Einen Überblick über die im Modellprogramm erarbeiteten Angebote bietet die Broschüre „Fachkräftesicherung durch Vielfalt“ mit praktischen Anregungen für die Umsetzung im eigenen Betrieb. Sie ist online kostenlos abrufbar: https://www2.bibb.de/bibbtools/de/ssl/4928.phphttp://www2.bibb.de/bibbtools/de/ssl/4928.php

Ziel des Programms war es, den Unterstützungsbedarf von Unternehmen in der Berufsbildung regional, branchenspezifisch und nach ausgewählten Aspekten zu ermitteln und geeignete neue Konzepte zu entwickeln. Dazu einige Beispiele:

Ausbildungsorientierte Alphabetisierung

16 Prozent der 15-Jährigen haben laut der aktuellsten PISA-Studie Probleme beim Lesen und Schreiben. Unternehmen können es sich aber heute nicht mehr leisten, sie von vornherein als Bewerber nicht zu berücksichtigen. Viele dieser Jugendlichen könnten bei entsprechender Förderung und Begleitung eine Ausbildung meistern. Beim Modellprojekt des Forschungsinstituts Betriebliche Bildung wurden für die Berufsbildung Verantwortliche in Bayern im Umgang mit Sprachschwächen und funktionalem Analphabetismus geschult, damit sie sich in den Ausbildungsbetrieben dieses Problems stärker annehmen können. Im Vordergrund stand die Früherkennung von Schreibdefiziten, etwa durch Schriftproben, sodass Jugendliche mit Schwächen gezielt gefördert werden können – z. B. durch Gruppenarbeiten entsprechend dem jeweiligen Lese- und Schreibniveau oder das Erstellen von selbsterklärenden Arbeitsmaterialien. Wichtig bei der ausbildungsorientierten Alphabetisierung: Betroffene sollen auf keinen Fall bloßgestellt werden.

Tipp:  Aufgaben zum Testen von Lese- und Schreibfähigkeiten gibt es beispielsweise auf: www.grundbildung-und-beruf.info

Unternehmen agieren gemeinsam

In Westmecklenburg wurden die Bewerber in den vergangenen Jahren knapper, die Zahl der Schulabgänger ging zurück. Das Schweriner Ausbildungszentrum erarbeitete daher mit Unternehmen im Industriegebiet Schwerin-Sacktannen/Wittenförden ein Angebotspaket, das sowohl den Betrieben bei der Azubi-Suche als auch Jugendlichen bei der Berufswahl helfen sollte. Es umfasste Aktionstage und weitere berufsberatende Maßnahmen, etwa Betriebsbesichtigungen oder Potenzialanalysen. Gleichzeitig wurden 122 Unternehmen dahingehend beraten, Schülerpraktika durchzuführen, zudem bei der Optimierung ihrer Auswahlverfahren unterstützt.
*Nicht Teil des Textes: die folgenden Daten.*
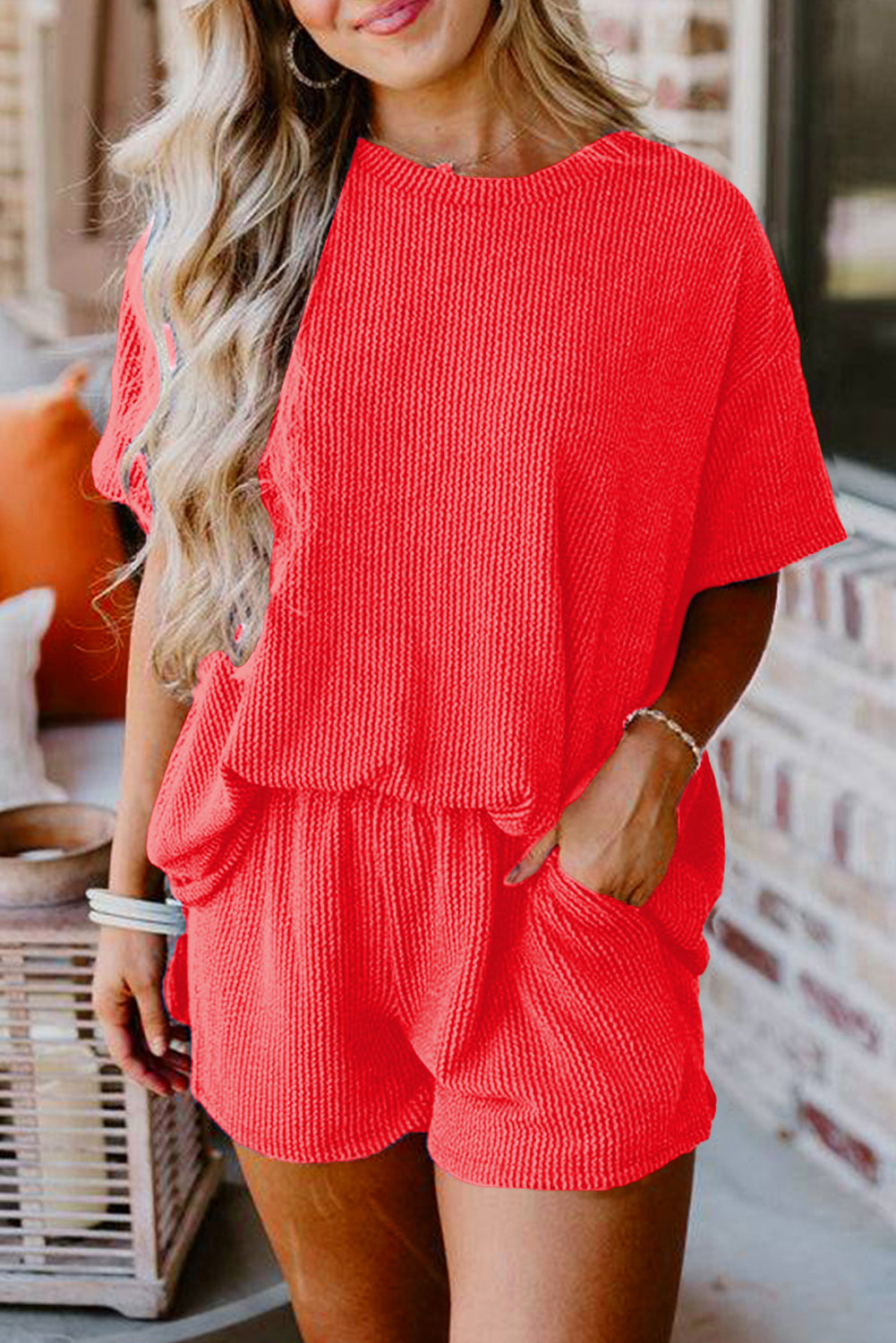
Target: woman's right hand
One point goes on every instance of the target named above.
(128, 1002)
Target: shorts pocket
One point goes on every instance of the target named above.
(584, 897)
(204, 814)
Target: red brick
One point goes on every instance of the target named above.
(740, 945)
(849, 1020)
(840, 826)
(783, 913)
(841, 1142)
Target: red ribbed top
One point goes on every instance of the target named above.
(525, 421)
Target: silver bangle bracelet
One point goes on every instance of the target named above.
(670, 723)
(136, 912)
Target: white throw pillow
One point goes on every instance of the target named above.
(24, 620)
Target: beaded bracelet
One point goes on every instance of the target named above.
(670, 723)
(134, 912)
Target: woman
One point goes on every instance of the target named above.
(479, 438)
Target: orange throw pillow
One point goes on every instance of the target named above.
(55, 529)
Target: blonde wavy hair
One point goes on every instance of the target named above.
(239, 169)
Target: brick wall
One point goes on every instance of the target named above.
(799, 997)
(11, 153)
(680, 50)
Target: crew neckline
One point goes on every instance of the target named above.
(407, 174)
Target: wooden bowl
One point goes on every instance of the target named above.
(50, 851)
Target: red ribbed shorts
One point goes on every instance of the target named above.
(354, 969)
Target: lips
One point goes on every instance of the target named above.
(383, 11)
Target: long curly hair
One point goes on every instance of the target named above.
(239, 168)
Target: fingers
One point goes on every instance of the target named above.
(533, 859)
(126, 1039)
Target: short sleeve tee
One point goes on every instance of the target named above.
(525, 419)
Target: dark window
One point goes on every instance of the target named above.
(832, 220)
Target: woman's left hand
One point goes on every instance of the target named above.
(619, 835)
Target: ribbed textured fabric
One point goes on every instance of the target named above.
(525, 421)
(359, 971)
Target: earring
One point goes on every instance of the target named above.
(289, 48)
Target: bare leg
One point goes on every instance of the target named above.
(359, 1243)
(563, 1265)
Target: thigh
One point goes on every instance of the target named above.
(359, 1243)
(563, 1265)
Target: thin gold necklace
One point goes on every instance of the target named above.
(465, 163)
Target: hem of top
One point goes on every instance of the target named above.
(387, 166)
(740, 569)
(581, 1174)
(368, 1143)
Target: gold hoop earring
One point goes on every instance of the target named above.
(289, 50)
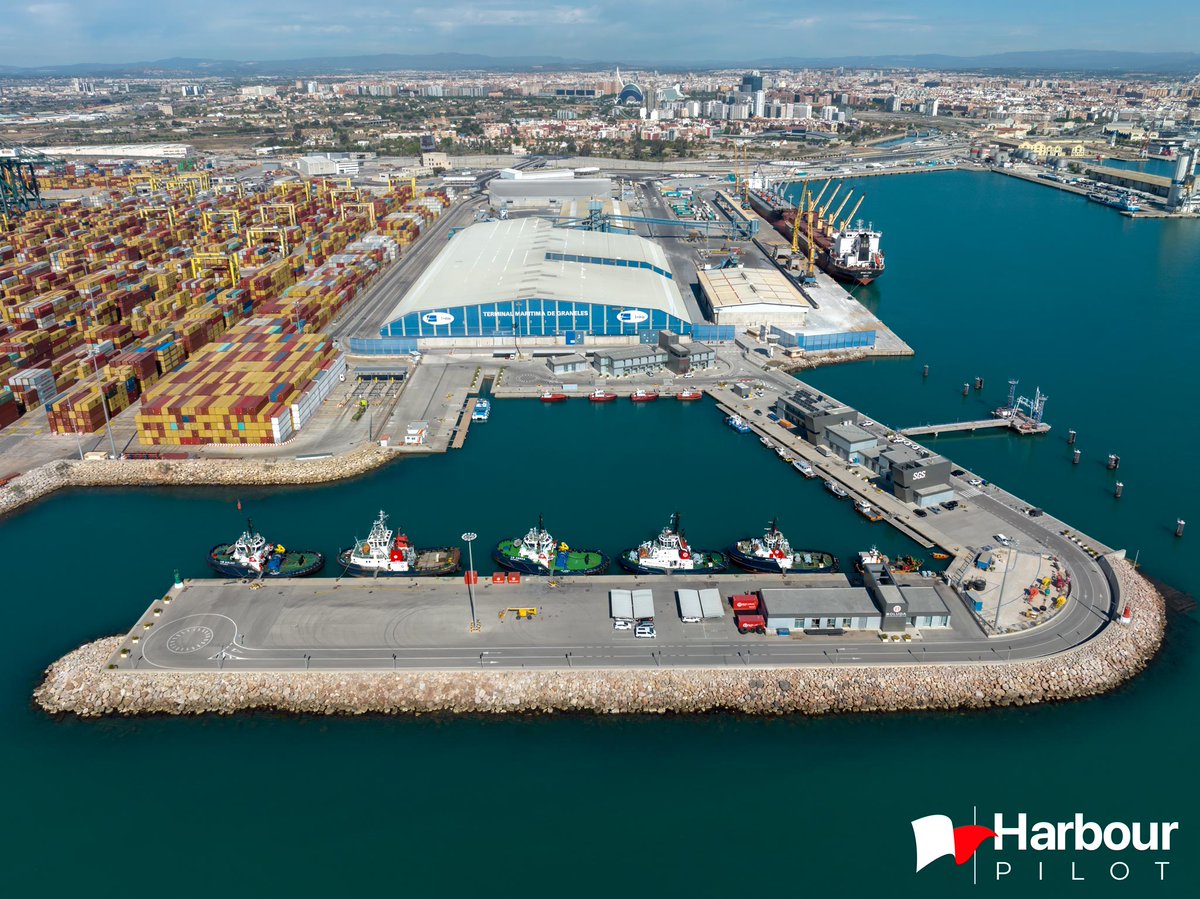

Fachkräftemangel – was ist dran?

Dass Unternehmen in Deutschland händeringend nach Fachkräften suchen, ist bekannt. Die Bundesagentur für Arbeit aber sieht keinen flächendeckenden Fachkräftemangel in Deutschland, lediglich Engpässe in einzelnen technischen Berufsfeldern, z. B. in der Kraftfahrzeugtechnik oder der Softwareentwicklung, sowie in Gesundheits- und Pflegeberufen.

Weniger Ausbildungsverträge
Bei der Ausbildungsstatistik wird’s kompliziert: Laut Berufsbildungsbericht 2016 stieg die Zahl der nicht besetzten Lehrstellen in den Jahren 2011 bis 2015 von 11 344 auf über 20 000, gleichzeitig aber auch die der vergeblich Suchenden – von 26 689 auf 40 960. Rechnet man Jugendliche in Weiterbildungen oder Fördermaßnahmen hinzu, waren es 2015 sogar fast 81 000, die leer ausgingen. Es können also viele Unternehmen ihre Lehrstellen nicht besetzen, während Zehntausende eine suchen.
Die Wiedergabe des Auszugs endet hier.